3.1. De zaak heeft betrekking op de kat van klaagster, een Europese korthaar, geboren op 10 september 1998.

3.2. Op 16 maart 2011 is klaagster met de kat bij een collega van beklaagde op consult geweest in verband met een afgebroken kies. Het restant van die afgebroken kies kon door de bewuste collega echter –vanwege onvoldoende grip- niet meer geëxtraheerd worden en is door deze dierenarts zoveel mogelijk uitgeboord. Daarnaast is van andere kiezen tandsteen verwijderd en werd vastgesteld dat in de linker bovenhoek een tand enigszins aan het loslaten was, in welk verband blijkens de patiëntenkaart werd geadviseerd na verloop van een jaar een controle te laten verrichten. De kat heeft per injectie antibiotica toegediend gekregen en is met klaagster mee naar huis gegaan.

3.3. Klaagster stelt dat de kat in de hierop volgende maanden in conditie achteruit is gegaan en dat er diverse problemen zijn ontstaan. Volgens klaagster was sprake van vermagering, lusteloosheid, een valer wordende vacht, luchtwegproblemen, zat de kat steeds met zijn pootje aan zijn kaak en kon hij geen geluid meer maken.

3.4. Op 13 januari 2012 heeft klaagster een consult bij beklaagde afgesproken waarbij zij, naar het college heeft begrepen, het vermoeden heeft uitgesproken dat de achteruitgang in de gesteldheid van de kat verband hield met de gebitsbehandeling die het dier op 16 maart 2011 bij de collega van beklaagde had ondergaan. Bij het klinisch onderzoek en inspectie van de bek van de kat stelde beklaagde vast dat er sprake was van ontstoken tandvlees en sloot hij blijkens de patiëntenkaart niet uit dat er mogelijk kiezen geëxtraheerd zouden moeten worden.

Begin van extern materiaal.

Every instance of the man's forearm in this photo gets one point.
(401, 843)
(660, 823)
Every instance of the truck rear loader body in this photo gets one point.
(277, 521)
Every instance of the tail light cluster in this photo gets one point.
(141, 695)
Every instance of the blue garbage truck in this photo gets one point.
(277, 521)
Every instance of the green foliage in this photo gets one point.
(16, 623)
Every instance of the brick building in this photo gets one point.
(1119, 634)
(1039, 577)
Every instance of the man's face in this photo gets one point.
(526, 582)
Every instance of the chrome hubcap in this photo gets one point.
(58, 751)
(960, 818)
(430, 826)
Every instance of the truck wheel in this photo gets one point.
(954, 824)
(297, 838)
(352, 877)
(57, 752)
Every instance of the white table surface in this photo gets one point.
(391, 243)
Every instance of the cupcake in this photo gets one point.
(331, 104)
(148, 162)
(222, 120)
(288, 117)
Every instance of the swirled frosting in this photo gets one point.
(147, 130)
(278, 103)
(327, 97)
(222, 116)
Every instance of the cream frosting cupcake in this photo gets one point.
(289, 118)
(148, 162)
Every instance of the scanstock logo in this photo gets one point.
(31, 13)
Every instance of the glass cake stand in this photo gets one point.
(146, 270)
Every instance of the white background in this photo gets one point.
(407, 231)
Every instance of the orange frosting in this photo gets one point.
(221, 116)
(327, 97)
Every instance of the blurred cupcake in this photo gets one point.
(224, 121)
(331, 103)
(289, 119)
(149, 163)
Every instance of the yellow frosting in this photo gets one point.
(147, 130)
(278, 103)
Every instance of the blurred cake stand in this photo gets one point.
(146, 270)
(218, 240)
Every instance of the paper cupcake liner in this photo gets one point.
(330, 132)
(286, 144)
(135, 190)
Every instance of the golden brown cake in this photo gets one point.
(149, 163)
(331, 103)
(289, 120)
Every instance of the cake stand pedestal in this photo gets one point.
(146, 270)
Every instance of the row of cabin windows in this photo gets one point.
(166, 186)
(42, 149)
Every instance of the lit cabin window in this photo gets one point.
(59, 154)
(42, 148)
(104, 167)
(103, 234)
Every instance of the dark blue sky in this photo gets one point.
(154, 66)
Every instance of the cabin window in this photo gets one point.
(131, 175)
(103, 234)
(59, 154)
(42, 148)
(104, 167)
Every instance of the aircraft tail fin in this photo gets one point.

De kat heeft antibiotica en pijnstillende medicatie toegediend gekregen.

3.5. Op 17 januari 2012 en 19 januari 2012 hebben blijkens de patiëntenadministratie telefonische consulten plaatsgevonden, waarbij blijkbaar aan de orde is geweest dat de kat mogelijk een schildklierprobleem had en klaagster aangaf dat de eetlust van de kat nog slecht was. Om die reden is een vervolgafspraak gemaakt voor een bloedonderzoek om de nier- en schildklierfunctie te controleren.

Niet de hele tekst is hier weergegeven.